I think it is terrible that we are going through this contraction in our economy. Many folks have lost their homes, jobs. Many communities have been destroyed with the deluge of foreclosures. Many local governments are struggling with fewer dollars. Even for those that still have jobs and homes, the sense of security that comes with having employment and housing are not as secure as we once thought.
I've read many commentaries that suggest that the change we are going through will make us a poorer nation. We are all going to have to get accustomed to working harder, having less. Use it up, wear it out, make do, do without. But (there is always a but) when we come out on the other side of this financial disaster; this is my hope, we are wiser, frugal and in tune with what is really important. And, we understand the collective responsibility we have to our community.

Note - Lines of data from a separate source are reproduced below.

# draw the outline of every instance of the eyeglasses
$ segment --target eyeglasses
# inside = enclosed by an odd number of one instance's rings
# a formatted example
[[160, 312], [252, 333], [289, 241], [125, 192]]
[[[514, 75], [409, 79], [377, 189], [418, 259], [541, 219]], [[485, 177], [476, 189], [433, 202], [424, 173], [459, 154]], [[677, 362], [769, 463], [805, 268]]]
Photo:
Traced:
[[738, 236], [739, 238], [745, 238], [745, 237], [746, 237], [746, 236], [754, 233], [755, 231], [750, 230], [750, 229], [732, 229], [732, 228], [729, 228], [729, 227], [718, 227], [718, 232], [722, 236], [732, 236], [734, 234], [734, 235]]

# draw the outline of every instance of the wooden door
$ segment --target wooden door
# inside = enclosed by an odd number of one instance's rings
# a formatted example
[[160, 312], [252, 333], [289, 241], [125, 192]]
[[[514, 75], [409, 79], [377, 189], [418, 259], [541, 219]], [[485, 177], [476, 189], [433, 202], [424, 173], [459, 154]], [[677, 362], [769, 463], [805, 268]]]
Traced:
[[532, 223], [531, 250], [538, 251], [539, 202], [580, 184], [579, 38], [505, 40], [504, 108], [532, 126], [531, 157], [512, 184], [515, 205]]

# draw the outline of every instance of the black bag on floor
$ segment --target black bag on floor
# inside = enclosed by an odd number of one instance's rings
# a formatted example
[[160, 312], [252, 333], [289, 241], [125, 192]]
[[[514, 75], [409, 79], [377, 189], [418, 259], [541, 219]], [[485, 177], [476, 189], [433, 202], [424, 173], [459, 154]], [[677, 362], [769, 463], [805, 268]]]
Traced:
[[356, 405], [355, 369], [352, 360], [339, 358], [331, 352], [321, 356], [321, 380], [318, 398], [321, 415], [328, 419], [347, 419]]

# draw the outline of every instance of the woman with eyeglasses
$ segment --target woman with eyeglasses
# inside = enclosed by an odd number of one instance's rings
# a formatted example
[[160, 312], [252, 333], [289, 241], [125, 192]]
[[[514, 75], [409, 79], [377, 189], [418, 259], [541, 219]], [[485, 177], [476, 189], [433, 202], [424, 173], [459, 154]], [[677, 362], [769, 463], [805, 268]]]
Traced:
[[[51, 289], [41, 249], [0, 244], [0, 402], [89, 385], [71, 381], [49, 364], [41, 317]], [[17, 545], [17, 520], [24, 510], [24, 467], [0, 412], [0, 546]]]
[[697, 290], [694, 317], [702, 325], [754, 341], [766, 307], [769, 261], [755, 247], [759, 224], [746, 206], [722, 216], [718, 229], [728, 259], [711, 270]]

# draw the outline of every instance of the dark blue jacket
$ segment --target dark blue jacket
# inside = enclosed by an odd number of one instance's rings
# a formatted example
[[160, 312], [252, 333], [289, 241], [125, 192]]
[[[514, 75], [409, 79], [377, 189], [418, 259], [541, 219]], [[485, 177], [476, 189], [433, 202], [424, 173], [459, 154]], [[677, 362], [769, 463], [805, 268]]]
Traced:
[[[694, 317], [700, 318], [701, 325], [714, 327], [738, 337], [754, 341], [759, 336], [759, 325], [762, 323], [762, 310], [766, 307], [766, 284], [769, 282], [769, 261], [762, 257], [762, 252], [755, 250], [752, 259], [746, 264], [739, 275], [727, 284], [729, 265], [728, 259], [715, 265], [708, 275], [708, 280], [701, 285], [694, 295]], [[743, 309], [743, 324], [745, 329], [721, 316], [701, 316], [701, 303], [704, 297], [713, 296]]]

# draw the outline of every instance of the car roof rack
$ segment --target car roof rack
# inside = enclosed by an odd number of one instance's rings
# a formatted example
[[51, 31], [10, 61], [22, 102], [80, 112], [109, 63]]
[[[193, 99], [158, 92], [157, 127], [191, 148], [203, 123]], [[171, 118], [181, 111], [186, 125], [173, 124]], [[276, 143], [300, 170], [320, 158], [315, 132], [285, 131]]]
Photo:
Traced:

Think about it this way. Median household incomes have not risen with the pace of inflation. Higher education, healthcare, and housing had inflated faster than we were able to pay. We put infants, weeks old, in daycare. We stopped eating dinner with our children. We spent beyond our means in order to have the new widescreen and Hummer. We are a nation of obese people who do not know that baby carrots are pulled out of the ground as mature, but not pretty, picture perfect orange roots and cut down to size. We sold our souls to Walmart instead of nurturing our own communities. Are you going to miss any of this? Not me.
So this is my hope. That we get real. That we realign our thinking to what is really important. Family, community, knowing what is enough. It is going to be painful. Every change is. But (there is always a but) we need to learn this. We face challenges greater than a deep recession. The specters of climate change and peak oil are popping their heads over the horizon. If we can get local, learn how to grow our own food, have strong families and communities we can mitigate the hardships. Simple enough.